Comme la société est par définition un agrégat d’individus, il est évident qu’elle ne peut être que leur produit contaminé et irradié par leurs symptômes. Le fidèle reflet, le miroir qui réfléchit tous les signes en usage dans une société, en l’occurrence la société tunisienne. Le remède que veulent lui appliquer ces nombreux charlatans et gourous qui prospèrent sur le terreau de son mal-être est plutôt la cause principale des graves troubles psychiques et névrotiques qui gangrènent le corps social tunisien.
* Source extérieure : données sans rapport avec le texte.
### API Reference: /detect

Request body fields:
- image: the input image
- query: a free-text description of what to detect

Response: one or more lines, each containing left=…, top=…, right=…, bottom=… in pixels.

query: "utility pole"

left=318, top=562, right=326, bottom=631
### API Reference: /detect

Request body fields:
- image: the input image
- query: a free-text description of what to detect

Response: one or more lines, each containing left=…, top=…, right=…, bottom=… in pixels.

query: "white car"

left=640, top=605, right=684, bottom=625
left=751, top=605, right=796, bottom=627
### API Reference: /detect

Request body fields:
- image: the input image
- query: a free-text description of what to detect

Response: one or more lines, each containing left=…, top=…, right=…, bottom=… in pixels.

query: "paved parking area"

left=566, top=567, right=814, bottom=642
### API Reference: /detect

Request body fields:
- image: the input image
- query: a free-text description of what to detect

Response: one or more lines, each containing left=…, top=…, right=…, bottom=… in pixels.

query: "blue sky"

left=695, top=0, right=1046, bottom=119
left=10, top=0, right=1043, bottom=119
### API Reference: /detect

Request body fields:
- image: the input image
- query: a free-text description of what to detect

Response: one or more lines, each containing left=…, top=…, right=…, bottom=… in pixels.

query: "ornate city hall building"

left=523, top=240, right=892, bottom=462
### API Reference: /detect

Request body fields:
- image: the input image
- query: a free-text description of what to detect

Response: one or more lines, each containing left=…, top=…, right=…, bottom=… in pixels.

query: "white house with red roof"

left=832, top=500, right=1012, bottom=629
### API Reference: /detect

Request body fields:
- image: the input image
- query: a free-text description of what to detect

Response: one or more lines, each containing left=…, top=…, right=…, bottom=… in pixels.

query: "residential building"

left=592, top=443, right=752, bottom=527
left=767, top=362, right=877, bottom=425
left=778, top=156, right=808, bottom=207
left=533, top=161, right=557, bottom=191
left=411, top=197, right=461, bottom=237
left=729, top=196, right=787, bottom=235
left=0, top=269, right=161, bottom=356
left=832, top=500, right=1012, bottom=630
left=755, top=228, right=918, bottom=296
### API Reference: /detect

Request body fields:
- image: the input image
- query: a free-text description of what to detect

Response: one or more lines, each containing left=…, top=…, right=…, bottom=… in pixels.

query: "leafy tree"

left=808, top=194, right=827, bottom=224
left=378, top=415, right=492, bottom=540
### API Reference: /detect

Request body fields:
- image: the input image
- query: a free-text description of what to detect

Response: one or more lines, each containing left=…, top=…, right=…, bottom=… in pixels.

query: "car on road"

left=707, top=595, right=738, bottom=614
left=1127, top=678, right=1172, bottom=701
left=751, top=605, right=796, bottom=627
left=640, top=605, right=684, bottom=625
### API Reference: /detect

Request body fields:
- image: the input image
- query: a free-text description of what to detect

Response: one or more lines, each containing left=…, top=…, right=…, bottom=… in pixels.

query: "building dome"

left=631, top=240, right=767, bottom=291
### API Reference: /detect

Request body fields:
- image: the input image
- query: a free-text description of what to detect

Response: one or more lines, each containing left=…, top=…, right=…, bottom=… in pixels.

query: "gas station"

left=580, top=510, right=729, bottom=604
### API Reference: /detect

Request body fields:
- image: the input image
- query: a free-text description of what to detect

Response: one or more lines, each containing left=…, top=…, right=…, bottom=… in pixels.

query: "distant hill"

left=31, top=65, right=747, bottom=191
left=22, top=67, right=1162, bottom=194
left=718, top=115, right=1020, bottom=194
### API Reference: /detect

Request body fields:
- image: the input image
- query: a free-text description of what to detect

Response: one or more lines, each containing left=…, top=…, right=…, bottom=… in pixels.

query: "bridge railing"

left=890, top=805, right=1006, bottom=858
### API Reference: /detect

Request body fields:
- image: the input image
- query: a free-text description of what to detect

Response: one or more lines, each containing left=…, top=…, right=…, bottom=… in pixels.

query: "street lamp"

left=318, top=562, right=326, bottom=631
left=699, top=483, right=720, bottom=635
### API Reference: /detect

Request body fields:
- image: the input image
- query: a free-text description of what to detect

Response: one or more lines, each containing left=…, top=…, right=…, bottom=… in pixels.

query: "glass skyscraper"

On ne pas peut soigner l’origine du mal par les symptômes du mal profond inhérent à une culture liberticide, oppressante, castratrice, culpabilisante, négatrice de l’individu fondée sur un système de croyance totalitaire et fascisant régissant tous les aspects de la vie des gens dans le moindre petit détail dés la naissance et jusqu’à la mort tels les appels à la prière qui accompagnent leur vie du berceau jusqu’au tombeau.
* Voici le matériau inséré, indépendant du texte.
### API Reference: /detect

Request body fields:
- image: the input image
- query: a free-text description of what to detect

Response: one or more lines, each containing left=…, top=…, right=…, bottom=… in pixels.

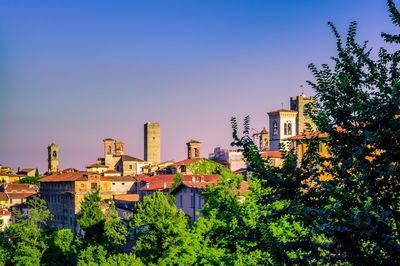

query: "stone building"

left=144, top=122, right=161, bottom=164
left=268, top=109, right=297, bottom=151
left=290, top=93, right=315, bottom=134
left=186, top=139, right=201, bottom=159
left=39, top=172, right=137, bottom=233
left=47, top=143, right=59, bottom=174
left=96, top=138, right=149, bottom=176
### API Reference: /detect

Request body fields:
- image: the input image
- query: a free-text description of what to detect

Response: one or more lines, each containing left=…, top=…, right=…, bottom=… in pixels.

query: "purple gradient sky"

left=0, top=0, right=395, bottom=171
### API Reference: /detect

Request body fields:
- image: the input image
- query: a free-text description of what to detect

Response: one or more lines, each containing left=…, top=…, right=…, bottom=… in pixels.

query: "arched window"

left=272, top=121, right=278, bottom=136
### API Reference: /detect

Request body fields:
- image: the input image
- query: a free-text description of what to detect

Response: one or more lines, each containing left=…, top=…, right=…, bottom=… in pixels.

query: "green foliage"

left=169, top=173, right=183, bottom=191
left=104, top=202, right=128, bottom=249
left=19, top=175, right=42, bottom=187
left=42, top=229, right=82, bottom=265
left=78, top=190, right=105, bottom=242
left=187, top=158, right=225, bottom=175
left=131, top=192, right=194, bottom=264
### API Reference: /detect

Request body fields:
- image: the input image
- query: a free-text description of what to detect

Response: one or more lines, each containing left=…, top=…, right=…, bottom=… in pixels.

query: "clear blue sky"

left=0, top=0, right=400, bottom=170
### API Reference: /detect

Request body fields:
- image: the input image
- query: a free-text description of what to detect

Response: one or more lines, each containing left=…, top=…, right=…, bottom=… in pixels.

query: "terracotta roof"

left=260, top=151, right=282, bottom=158
left=0, top=192, right=8, bottom=201
left=173, top=158, right=201, bottom=167
left=4, top=183, right=38, bottom=193
left=268, top=109, right=297, bottom=114
left=86, top=163, right=108, bottom=168
left=39, top=172, right=86, bottom=182
left=7, top=192, right=37, bottom=199
left=103, top=169, right=119, bottom=174
left=114, top=194, right=139, bottom=202
left=100, top=176, right=137, bottom=182
left=19, top=168, right=36, bottom=173
left=139, top=175, right=219, bottom=191
left=139, top=182, right=174, bottom=191
left=0, top=209, right=11, bottom=215
left=286, top=131, right=329, bottom=140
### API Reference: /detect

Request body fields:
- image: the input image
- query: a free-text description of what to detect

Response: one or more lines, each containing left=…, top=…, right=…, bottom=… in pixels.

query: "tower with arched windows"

left=47, top=143, right=59, bottom=174
left=268, top=109, right=297, bottom=151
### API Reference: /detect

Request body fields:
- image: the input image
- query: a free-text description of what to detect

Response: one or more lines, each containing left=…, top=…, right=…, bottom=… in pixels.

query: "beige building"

left=47, top=143, right=59, bottom=173
left=290, top=93, right=315, bottom=135
left=39, top=172, right=137, bottom=233
left=144, top=122, right=161, bottom=164
left=99, top=138, right=149, bottom=176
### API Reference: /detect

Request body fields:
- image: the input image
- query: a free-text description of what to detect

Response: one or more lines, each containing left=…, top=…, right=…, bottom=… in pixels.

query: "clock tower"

left=47, top=143, right=59, bottom=174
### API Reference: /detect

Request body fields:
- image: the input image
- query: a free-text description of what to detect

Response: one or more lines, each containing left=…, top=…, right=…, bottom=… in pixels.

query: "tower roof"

left=187, top=139, right=201, bottom=144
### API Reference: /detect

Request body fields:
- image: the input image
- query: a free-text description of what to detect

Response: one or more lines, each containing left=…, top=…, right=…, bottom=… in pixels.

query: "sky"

left=0, top=0, right=400, bottom=171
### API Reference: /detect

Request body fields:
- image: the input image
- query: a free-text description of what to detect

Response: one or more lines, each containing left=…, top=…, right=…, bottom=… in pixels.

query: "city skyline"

left=0, top=1, right=393, bottom=171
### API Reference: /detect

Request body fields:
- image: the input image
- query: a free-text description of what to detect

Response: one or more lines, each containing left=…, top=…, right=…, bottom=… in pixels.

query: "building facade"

left=144, top=122, right=161, bottom=164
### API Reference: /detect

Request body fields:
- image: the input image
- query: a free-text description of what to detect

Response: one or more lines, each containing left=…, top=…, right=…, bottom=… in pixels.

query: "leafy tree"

left=78, top=190, right=105, bottom=242
left=42, top=229, right=81, bottom=265
left=187, top=158, right=225, bottom=175
left=169, top=173, right=183, bottom=191
left=19, top=176, right=42, bottom=187
left=131, top=192, right=195, bottom=265
left=104, top=201, right=127, bottom=250
left=309, top=1, right=400, bottom=264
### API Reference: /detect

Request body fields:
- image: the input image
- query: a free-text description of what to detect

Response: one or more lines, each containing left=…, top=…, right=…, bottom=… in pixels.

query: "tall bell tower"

left=47, top=143, right=59, bottom=174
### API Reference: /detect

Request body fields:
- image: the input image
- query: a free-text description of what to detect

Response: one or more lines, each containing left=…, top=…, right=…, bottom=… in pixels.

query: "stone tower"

left=290, top=93, right=315, bottom=134
left=144, top=122, right=161, bottom=164
left=259, top=128, right=269, bottom=151
left=103, top=138, right=114, bottom=169
left=186, top=140, right=201, bottom=159
left=115, top=140, right=124, bottom=155
left=268, top=109, right=297, bottom=151
left=47, top=143, right=59, bottom=174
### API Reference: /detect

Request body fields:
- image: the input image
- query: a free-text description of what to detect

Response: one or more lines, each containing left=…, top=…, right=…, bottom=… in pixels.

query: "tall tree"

left=78, top=190, right=105, bottom=242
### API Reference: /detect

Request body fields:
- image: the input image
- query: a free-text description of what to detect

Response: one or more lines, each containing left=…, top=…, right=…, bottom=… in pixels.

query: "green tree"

left=131, top=192, right=195, bottom=265
left=78, top=190, right=105, bottom=243
left=169, top=173, right=183, bottom=191
left=42, top=229, right=82, bottom=265
left=104, top=201, right=128, bottom=250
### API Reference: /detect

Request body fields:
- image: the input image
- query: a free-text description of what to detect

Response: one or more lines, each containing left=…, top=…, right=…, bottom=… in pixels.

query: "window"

left=287, top=121, right=292, bottom=135
left=272, top=121, right=278, bottom=136
left=284, top=121, right=292, bottom=135
left=90, top=183, right=97, bottom=191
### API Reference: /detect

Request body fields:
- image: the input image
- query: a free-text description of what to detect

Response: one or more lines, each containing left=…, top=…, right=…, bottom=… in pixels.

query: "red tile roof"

left=260, top=151, right=282, bottom=158
left=86, top=163, right=108, bottom=168
left=0, top=192, right=8, bottom=201
left=7, top=192, right=37, bottom=199
left=114, top=194, right=139, bottom=202
left=0, top=209, right=11, bottom=215
left=100, top=176, right=137, bottom=182
left=287, top=131, right=329, bottom=140
left=39, top=172, right=86, bottom=182
left=4, top=183, right=38, bottom=193
left=268, top=109, right=297, bottom=114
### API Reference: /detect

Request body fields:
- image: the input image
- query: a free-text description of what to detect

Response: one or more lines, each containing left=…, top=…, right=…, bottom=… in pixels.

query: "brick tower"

left=144, top=122, right=161, bottom=164
left=47, top=143, right=59, bottom=174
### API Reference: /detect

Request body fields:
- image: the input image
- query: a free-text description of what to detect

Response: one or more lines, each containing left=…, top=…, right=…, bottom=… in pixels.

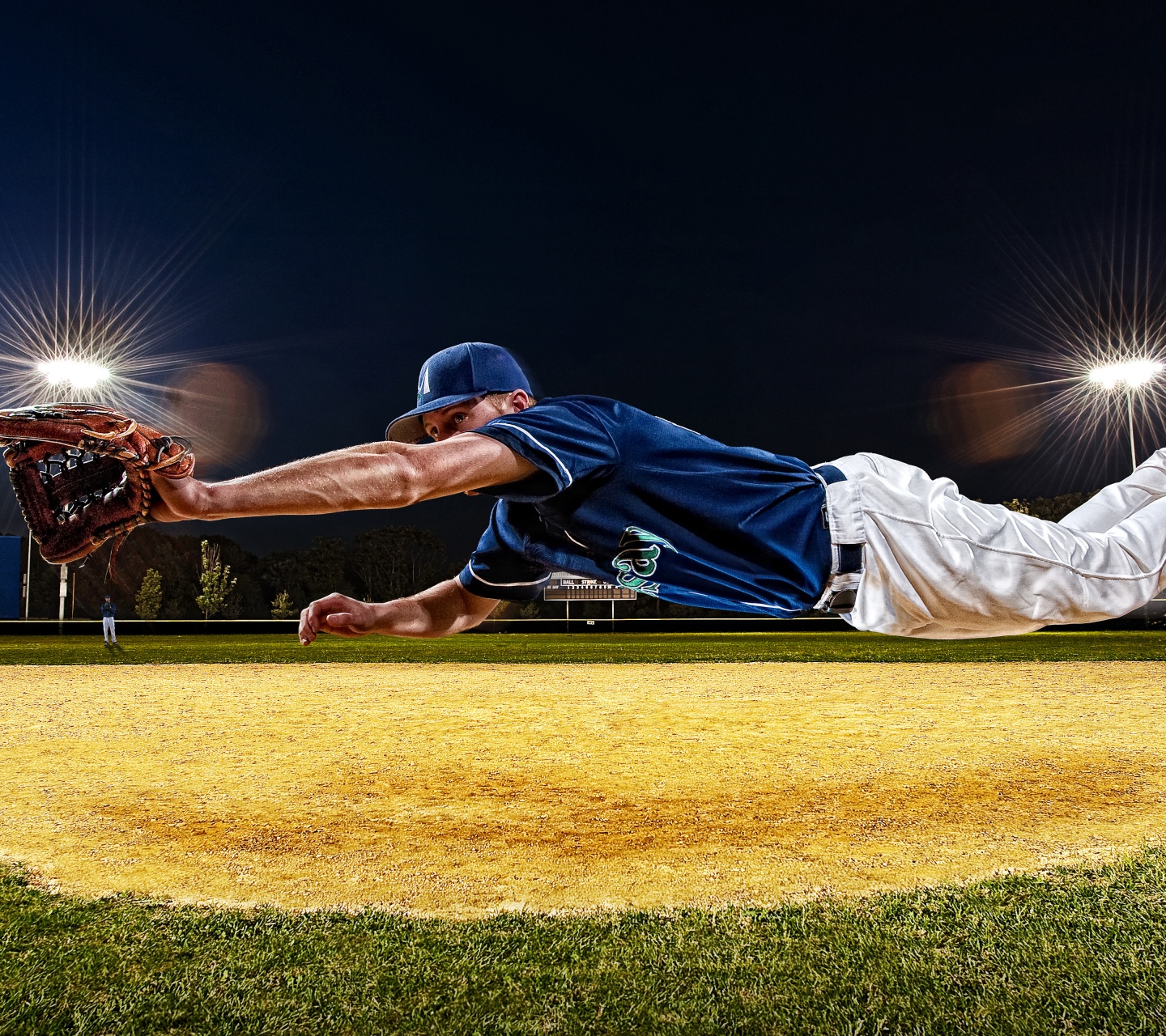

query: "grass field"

left=0, top=633, right=1166, bottom=1034
left=0, top=630, right=1166, bottom=665
left=0, top=851, right=1166, bottom=1036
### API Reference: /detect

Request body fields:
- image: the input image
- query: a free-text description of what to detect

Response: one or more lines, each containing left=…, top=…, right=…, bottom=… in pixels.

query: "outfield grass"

left=0, top=850, right=1166, bottom=1036
left=0, top=631, right=1166, bottom=665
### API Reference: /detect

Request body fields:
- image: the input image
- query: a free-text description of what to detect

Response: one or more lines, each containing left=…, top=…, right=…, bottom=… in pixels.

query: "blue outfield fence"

left=0, top=536, right=24, bottom=619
Les espaces de libertés sont bannis au nom du sacré ou l’on fait de l’interdit la seule norme de vie sociale et individuelle. Socialement et individuellement tout doit s’articuler autour des schémas de pratiques cultuelles rythmant l’organisation sociétale et personnelle. Comme cela se produit souvent, plus les peuples sont enfiévrés par la religion, plus ils sont enclins aux croyances surnaturelles et para-naturelles que les confréries sectaires et maraboutiques leur distillent pour remédier à leurs carences psychoaffectives et à ce besoin de réponses perceptibles, palpables et immédiates à leurs questionnements existentiels. Paradoxalement, ces peuples à défaut de rêver s’illusionnent sur le déroulement des évènements futurs comme si cela correspondait à un besoin thérapeutique absolu. Besoin de s’en remettre à l’autre, à Dieu mais rarement à soi. La solution n’est pas en soi, la clé est souvent entre les mains du tiers, ce tiers visible qui prend la forme d’un gourou ou de marabout, une figure tutélaire et idolâtrée tel l’illuminé R. Ghannouchi qui se comporte comme le sauveur ou le messie attendu en usant d’artifices ésotériques et charismatiques, abusant de manœuvres de manipulations mentales qui sous-tendent généralement les actes de terrorisme psychologique pour rallier, exciter et haranguer les foules, en exaltant leur ego fruste et frustré un peu comme le faisait Hitler en Allemagne nazie. N’hésitant pas à brandir la menace d’une guerre civile si les tunisiens se montrent récalcitrants à l’égard de la politique de terreur qu’il compte instaurer en Tunisie allant jusqu’à susciter chez certains tunisiens un sentiment de rejet de l’Islam lui-même.

En conclusion, on ne peut pas élaborer un diagnostic fiable de tous les signes inquiétants observés dans le champ social tunisien depuis le 14 janvier 2011 et surtout révélés au grand jour par sa Révolution du jasmin fané sans recours à la sémiologie psychiatrique.